Cada plano trabajado y sostenido de manera que se queden grabados en la memoria como una serie de pinturas o fotografías que no permiten que se pierda la capacidad de asombro. Imágenes que de la mano de Deakins y Villeneuve envuelven a quien las ve con lo trágico de su contexto y con la fascinación que despierta su creación artística. Deleite visual que, a pesar de las grandes producciones que colman las carteleras, demuestra que un film puede hacer uso de su máxima expresión y que el cine lejos está de morir.

La artificialidad de una vida encuentra su máxima expresión en Joi (Ana de Armas), la pareja artificial de K que se percibe sincera, cariñosa, real. El romanticismo de un beso bajo la lluvia o un tierno encuentro sexual, es interrumpido por la realidad de la ficción que remarca ante el ojo el artificio. Pero que también logra expresar el sentimiento auténtico de esa relación, más allá de lo que indique un anuncio luminoso con el lema “Todo lo que quieres oír”. K recibe de ella todo lo que quiere oír, pero también siente todo lo cualquier ser humano puede llegar a sentir. E incluso más. Más humano que los humanos.

Es así que incluso en los momentos más calmos o mundanos, todo se encuentra presente en pos de ligar al espectador emocionalmente con K, donde todo lo que vive y siente, incluyendo su relación con Joi o la duda acerca de si sus recuerdos son reales o implantados, importan significativamente porque a él le importa y podemos depositarnos en su piel, artificial o no. El milagro de un replicante que pudo dar a luz y la posibilidad de que K pueda ser producto de ese milagro depositan todo el núcleo de importancia del film en la figura de él. De allí que el plano final del film arruine apenas la experiencia quitando brevemente lo que importa del foco de atención.

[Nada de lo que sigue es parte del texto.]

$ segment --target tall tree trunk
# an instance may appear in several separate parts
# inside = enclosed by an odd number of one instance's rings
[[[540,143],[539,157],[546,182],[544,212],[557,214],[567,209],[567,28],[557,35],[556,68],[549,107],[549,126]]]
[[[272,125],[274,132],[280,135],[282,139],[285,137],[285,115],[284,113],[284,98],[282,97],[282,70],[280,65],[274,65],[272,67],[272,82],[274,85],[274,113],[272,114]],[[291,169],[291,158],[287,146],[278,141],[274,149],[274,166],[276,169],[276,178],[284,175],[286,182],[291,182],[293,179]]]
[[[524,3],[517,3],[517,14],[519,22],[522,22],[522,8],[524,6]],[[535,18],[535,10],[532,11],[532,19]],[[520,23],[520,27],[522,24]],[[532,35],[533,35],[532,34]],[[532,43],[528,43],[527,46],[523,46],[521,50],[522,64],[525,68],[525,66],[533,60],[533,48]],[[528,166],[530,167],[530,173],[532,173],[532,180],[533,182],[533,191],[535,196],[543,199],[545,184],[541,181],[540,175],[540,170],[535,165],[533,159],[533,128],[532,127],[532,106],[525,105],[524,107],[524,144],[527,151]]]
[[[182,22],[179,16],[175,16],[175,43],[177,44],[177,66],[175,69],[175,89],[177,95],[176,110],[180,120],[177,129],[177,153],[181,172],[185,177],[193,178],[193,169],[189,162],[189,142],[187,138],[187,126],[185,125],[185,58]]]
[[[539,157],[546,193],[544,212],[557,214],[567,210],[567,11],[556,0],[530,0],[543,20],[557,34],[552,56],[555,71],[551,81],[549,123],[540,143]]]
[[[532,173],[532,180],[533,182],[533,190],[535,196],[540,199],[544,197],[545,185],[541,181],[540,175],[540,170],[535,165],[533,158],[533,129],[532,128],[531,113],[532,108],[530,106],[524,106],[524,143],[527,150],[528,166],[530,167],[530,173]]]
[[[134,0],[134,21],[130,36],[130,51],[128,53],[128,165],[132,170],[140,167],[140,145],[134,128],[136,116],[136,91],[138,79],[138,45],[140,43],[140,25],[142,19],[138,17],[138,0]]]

Y sí, tal vez los recuerdos de K recuerdos no sean suyos y lo que concebía de una forma sea de otra, pero eso no arruina de ninguna forma su desarrollo narrativo. ¿Por qué? Porque en cierta forma fue real para él y fue real para nosotros y el sentimiento nacido de ello, la vivencia sentimental de ello importa. De allí que esta historia gana su poética y el amor despertado por la figura de su protagonista sin la necesidad de recaer en el uso desmedido de la nostalgia. Un cuerpo se recuesta sobre una escalinata y lanza un aliento que se pierde en el aire como lágrimas en la nieve así como uno se pierde dentro de la calidez majestuosa del relato.

Si algo siempre hemos tenido en claro es que lo que recordamos difícilmente sea exactamente cómo ocurrió, pero lo que perdura del recuerdo es el sentimiento vivido. Y algo que puedo asegurar desde mi lugar de espectador y de persona que vivió, que experimentó esta experiencia enorme regalada por Villeneuve, es que el sentimiento de la fuerza con que este film supo embargar mi ser jamás será olvidado. Con suerte tal vez, todo eso generado en mí pueda ser llegado a otros -implantado quizás- al leer esta nota.